Alert Conditions: An alert condition is a combination of monitored data source, such as a Synthetics Monitor, and thresholds that define the behavior that will be considered a violation. In Ocim we use NRQL alert conditions, which allow us to set up alert thresholds so that alerts are only triggered after a monitor has failed several times in a row. This helps us avoid false alerts caused by temporary network blips.

Each Alert Policy contains one or more Alert Conditions which specify the alerting behaviour.

For example, Ocim creates an alert policy using the per-policy incident preference, with separate alert conditions for each service (LMS, Studio, Preview) running on an Open edX instance. So if any service is down, the monitor will create an incident and trigger an alert. But if more than one service is failing on an instance, only a single incident will be created and a single alert notification will be sent due to the per-policy incident preference. This prevents the creation a large number of incidents and the resulting alert notifications when an instance goes down or there are network issues.

The image below shows the concept behind Alerts.

New Relic Alerts

A more in-depth explanation of how New Relic Alerts work can be found here.

How it works on Ocim

Ocim automatically sets up monitoring for each instance, and creates all the necessary NewRelic resources for alerting. It does that by executing the .enable_monitoring() method on an instance after it is activated.

Additionally, the .enable_monitoring() and .disable_monitoring() methods of an instance can be called manually from the Django shell to update the New Relic resources on configuration changes or to disable monitoring.

.enable_monitoring(): Sets up resources on New Relic to enable monitoring, if the resources already exist, it doesn't change them. The resources here correspond to a URL to be monitored and a list of addresses to be notified. As long as those do not change, the existing resources will be left unmodified. If the URL is changed, the existing monitors for the old URL are not automatically removed - this is important because we don't want to delete those automatically, to avoid issues.
.disable_monitoring(): Deprovisions all the New Relic resources related to that instance, including Alert Policies, Alert Conditions, Notification channels (if not shared) and Synthetics monitors. This is used when an instance is archived and might be useful for debugging.

Deploying production instances

Ocim automatically creates an email notification channel for each email address in settings.ADMINS and adds them to the alert policies of all the active instances. If additional email addresses have to be alerted for the incidents related to an instance, the following manual steps will be required.

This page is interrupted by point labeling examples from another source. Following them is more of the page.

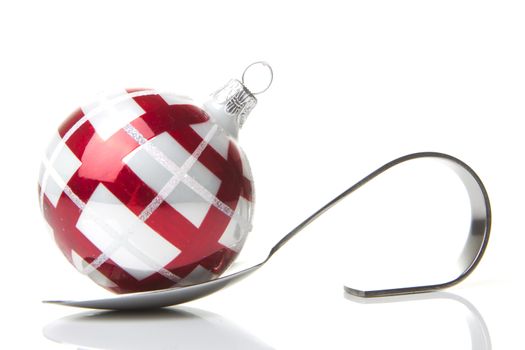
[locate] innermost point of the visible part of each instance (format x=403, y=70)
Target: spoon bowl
x=471, y=255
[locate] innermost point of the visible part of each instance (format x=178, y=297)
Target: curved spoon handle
x=479, y=228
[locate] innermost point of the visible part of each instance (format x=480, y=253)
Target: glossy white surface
x=370, y=82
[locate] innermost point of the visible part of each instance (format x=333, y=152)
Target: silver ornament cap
x=230, y=105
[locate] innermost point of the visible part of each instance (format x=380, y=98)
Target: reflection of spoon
x=472, y=253
x=184, y=328
x=479, y=332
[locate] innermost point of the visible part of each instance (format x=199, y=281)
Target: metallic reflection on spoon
x=184, y=328
x=479, y=333
x=472, y=253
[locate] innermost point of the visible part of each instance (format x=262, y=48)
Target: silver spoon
x=471, y=255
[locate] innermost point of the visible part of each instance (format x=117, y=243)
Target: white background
x=356, y=84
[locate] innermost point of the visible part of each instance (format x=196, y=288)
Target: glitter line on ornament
x=196, y=187
x=164, y=193
x=114, y=235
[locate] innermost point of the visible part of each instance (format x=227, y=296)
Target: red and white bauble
x=146, y=190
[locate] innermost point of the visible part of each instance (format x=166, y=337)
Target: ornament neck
x=230, y=106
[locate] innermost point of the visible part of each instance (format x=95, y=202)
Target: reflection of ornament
x=145, y=190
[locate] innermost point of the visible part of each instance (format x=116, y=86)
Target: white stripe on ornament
x=195, y=186
x=114, y=235
x=92, y=113
x=163, y=193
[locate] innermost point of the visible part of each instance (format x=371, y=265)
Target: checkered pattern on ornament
x=144, y=192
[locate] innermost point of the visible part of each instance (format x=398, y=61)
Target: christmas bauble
x=146, y=190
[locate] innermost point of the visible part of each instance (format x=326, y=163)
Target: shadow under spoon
x=473, y=251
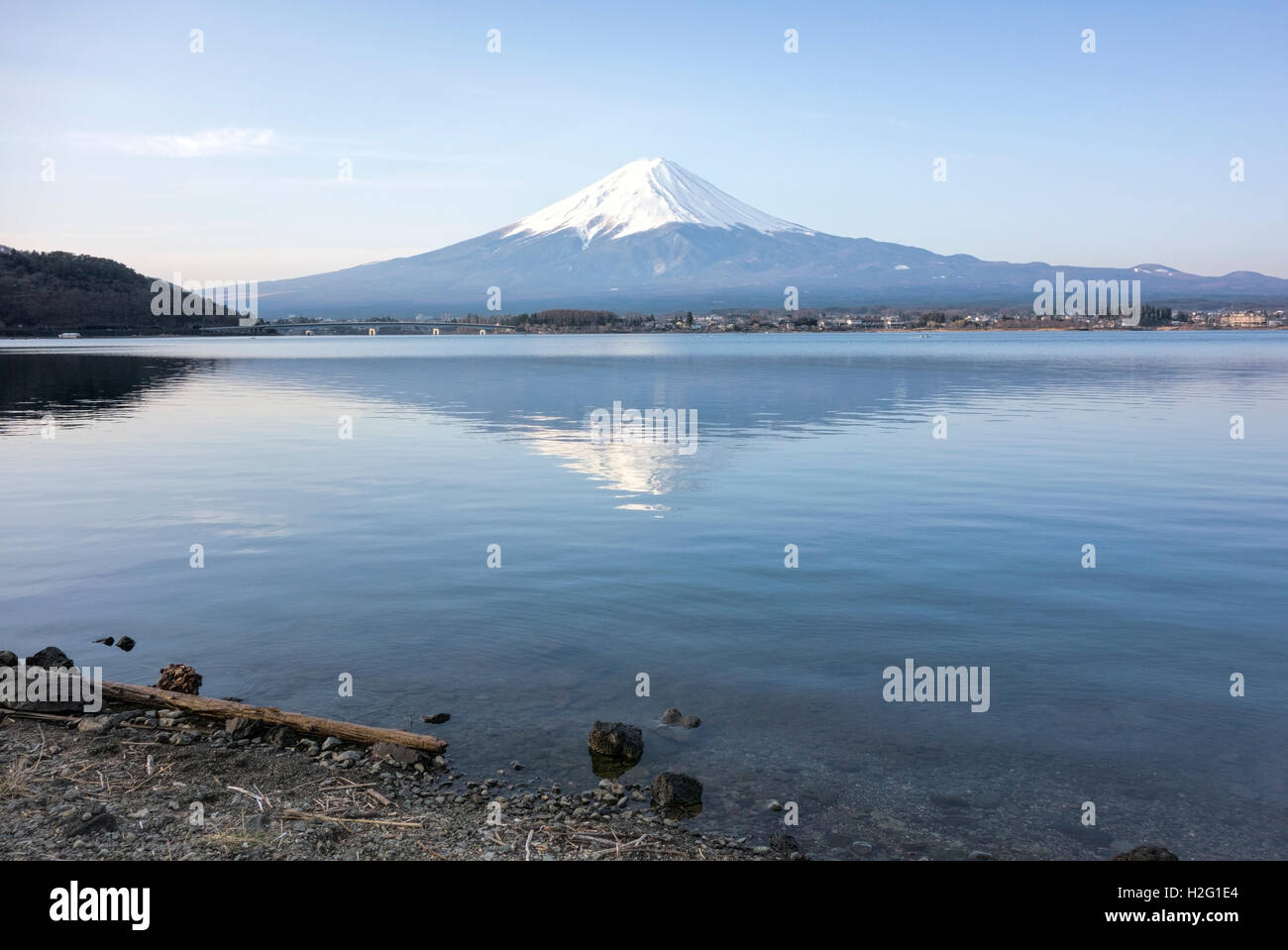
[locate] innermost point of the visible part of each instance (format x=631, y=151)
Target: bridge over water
x=360, y=327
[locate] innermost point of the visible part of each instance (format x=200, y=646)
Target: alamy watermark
x=913, y=684
x=621, y=426
x=24, y=684
x=1087, y=299
x=181, y=297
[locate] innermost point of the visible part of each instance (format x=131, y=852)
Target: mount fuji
x=653, y=236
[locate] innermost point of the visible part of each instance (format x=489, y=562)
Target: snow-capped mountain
x=652, y=236
x=643, y=196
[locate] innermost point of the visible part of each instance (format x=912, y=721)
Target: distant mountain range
x=652, y=236
x=54, y=290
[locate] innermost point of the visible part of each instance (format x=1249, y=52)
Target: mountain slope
x=652, y=236
x=55, y=290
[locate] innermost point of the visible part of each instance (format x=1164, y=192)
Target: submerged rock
x=677, y=791
x=784, y=843
x=51, y=658
x=179, y=678
x=1146, y=852
x=616, y=740
x=241, y=727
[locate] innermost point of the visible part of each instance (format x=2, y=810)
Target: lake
x=347, y=494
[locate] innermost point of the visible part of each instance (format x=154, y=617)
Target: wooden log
x=307, y=725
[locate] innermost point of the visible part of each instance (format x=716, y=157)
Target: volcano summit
x=653, y=236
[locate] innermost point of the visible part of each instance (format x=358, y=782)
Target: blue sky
x=223, y=164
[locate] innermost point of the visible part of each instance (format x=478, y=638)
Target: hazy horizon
x=224, y=163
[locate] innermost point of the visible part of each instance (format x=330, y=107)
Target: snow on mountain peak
x=644, y=194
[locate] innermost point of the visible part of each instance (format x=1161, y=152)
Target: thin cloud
x=206, y=143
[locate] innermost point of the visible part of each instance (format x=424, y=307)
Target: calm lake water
x=369, y=555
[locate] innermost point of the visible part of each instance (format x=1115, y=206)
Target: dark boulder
x=241, y=727
x=616, y=740
x=1146, y=852
x=51, y=658
x=397, y=753
x=675, y=791
x=784, y=843
x=179, y=678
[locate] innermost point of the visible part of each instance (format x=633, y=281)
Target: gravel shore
x=155, y=785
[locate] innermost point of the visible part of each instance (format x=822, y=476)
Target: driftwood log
x=305, y=725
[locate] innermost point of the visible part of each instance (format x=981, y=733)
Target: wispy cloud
x=206, y=143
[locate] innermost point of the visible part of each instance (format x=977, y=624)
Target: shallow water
x=369, y=557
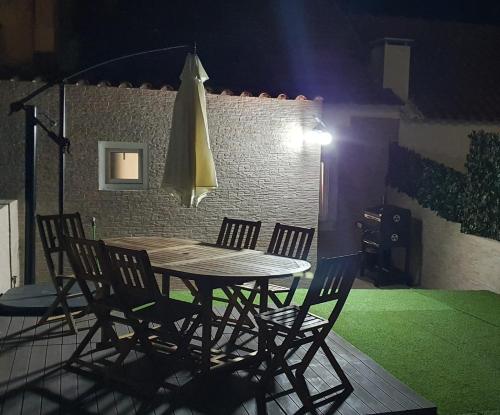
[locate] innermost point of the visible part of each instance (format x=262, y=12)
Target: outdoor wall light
x=319, y=134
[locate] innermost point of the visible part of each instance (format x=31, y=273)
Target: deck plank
x=35, y=382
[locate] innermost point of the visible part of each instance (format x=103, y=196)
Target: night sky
x=231, y=35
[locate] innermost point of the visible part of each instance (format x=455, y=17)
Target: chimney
x=390, y=63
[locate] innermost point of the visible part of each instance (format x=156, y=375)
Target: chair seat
x=65, y=277
x=285, y=317
x=157, y=312
x=251, y=286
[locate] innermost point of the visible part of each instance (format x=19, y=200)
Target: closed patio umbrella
x=190, y=170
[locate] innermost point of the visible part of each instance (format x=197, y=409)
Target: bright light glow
x=319, y=136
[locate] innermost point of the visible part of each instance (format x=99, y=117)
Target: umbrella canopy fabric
x=190, y=170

Using the Django Admin interface, go to the OpenEdXInstance model and find the instance you want to update the monitoring addresses of.
Add the email addresses to the additional_monitoring_emails field and save the model. The field takes in an array of strings with valid email addresses.
Apply the New Relic configuration by redeploying the instance (click on Spawn new appserver button on the instance page) and activating it after it is successfully provisioned.

Troubleshooting

In the case that the monitoring is failing or ends up incorrectly configured, you can use the following checklist to help you debug the issue:

Check if the monitored endpoints are working as expected and available from the internet.
Check if Ocim has valid credentials on .env configuration file.
Try to reprovision monitoring resources with .enable_monitoring() and .disable_monitoring() on the failing instance.
Check if the Synthetics monitor is correctly configured and enabled.
Check if the monitor has a Alert Condition and Alert Policy associated.
Verify that there's at least 1 notification channel added to the alert policy and that the channel is receiving notifications.